Depreciating Rental Property
“Depreciation” is an accounting term for writing off the wear and tear on an asset that has a useful life of more than one year and costs over $200. Generally, rental real estate improvements must be depreciated over a period of 39 years. However, there are exceptions for residential rental real estate, which is depreciated over 27.5 years and most personal property such as furniture, equipment, etc., which is depreciable over 5 or 7 years.

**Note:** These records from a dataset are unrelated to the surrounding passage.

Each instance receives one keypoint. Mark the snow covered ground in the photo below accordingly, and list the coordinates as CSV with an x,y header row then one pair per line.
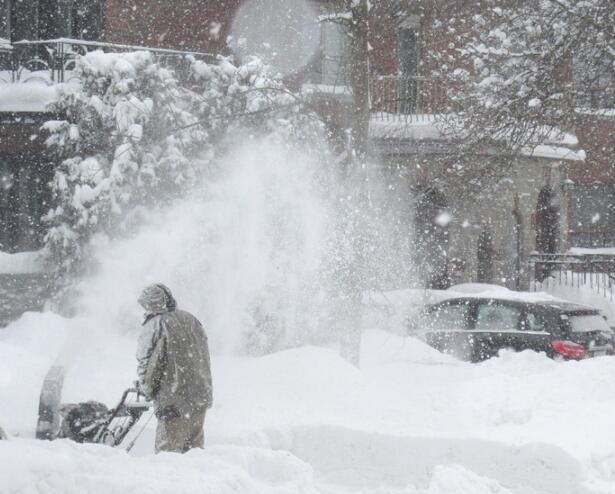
x,y
303,420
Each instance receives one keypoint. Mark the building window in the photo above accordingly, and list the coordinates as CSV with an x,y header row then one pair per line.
x,y
484,257
547,222
24,199
592,216
432,239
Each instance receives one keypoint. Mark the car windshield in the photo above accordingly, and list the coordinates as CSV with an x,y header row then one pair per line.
x,y
449,316
580,323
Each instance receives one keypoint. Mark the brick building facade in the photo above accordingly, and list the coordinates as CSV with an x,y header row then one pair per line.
x,y
402,89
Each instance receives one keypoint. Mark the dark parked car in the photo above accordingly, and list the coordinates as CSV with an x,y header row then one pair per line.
x,y
476,328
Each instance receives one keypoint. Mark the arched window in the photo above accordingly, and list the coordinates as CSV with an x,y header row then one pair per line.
x,y
431,238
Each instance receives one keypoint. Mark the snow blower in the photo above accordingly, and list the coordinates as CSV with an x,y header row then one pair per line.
x,y
90,421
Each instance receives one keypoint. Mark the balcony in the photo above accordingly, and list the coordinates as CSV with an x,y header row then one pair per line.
x,y
406,98
52,61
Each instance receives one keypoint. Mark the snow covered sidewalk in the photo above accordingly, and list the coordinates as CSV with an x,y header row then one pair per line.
x,y
410,421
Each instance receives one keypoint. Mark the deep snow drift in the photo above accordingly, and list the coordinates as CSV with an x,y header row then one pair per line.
x,y
244,253
303,420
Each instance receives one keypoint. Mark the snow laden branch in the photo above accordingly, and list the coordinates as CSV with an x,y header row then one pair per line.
x,y
134,134
518,71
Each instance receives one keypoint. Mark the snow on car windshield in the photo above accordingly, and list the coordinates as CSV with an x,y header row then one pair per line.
x,y
580,323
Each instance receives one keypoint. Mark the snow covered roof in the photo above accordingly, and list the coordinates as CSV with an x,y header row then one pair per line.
x,y
604,251
31,96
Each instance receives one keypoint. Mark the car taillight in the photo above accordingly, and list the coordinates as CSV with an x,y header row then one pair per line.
x,y
569,349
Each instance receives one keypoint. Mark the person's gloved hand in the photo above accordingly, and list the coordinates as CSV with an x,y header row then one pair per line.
x,y
139,389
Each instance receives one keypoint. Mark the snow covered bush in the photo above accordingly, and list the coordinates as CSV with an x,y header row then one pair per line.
x,y
127,138
133,135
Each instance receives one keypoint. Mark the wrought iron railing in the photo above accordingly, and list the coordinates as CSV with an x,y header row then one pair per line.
x,y
595,271
394,97
53,60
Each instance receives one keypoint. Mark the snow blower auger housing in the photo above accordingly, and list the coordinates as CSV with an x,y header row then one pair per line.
x,y
90,421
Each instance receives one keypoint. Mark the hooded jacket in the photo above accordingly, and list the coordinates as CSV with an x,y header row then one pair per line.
x,y
173,356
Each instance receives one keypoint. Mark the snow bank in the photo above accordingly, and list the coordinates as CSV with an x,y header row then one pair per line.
x,y
21,263
411,420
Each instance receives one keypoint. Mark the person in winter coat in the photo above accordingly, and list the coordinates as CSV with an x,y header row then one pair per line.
x,y
174,370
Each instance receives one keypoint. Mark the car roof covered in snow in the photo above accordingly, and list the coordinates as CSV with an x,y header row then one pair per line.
x,y
480,291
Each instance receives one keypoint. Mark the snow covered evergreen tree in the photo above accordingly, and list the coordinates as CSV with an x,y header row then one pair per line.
x,y
134,135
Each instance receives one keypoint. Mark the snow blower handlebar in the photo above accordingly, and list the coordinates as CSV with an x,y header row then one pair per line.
x,y
123,417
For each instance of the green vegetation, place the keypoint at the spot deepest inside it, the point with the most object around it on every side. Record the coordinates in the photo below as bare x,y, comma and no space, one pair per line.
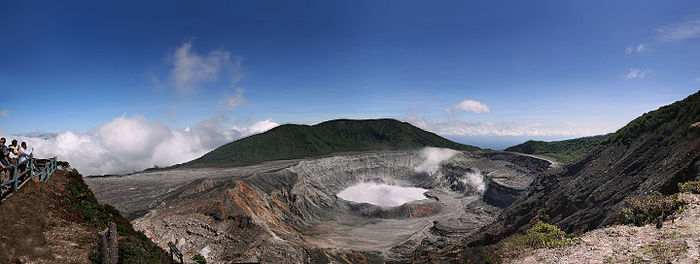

There are also special rules that allow routine maintenance to be expensed rather than capitalized and depreciated, where a taxpayer reasonably expects to perform the routine maintenance expenses more frequently than once during a ten-year period. Small taxpayers, those with $10 million or less average annual gross receipts in the three preceding tax years, can elect to currently deduct, rather than capitalize amounts paid during the tax year for repairs, maintenance, improvements, and similar activities performed on an eligible building that does not exceed the lesser of $10,000 or 2% of the building's unadjusted basis.
In addition, there is a partial disposition election that allows a taxpayer to report gain or loss on the disposition of a partial asset such a roof, AC system, etc. However, if the partial disposition election is made, the replacement must be capitalized, even if otherwise deductible.
There are additional special rules applying to land rentals, leasehold improvements and restaurants.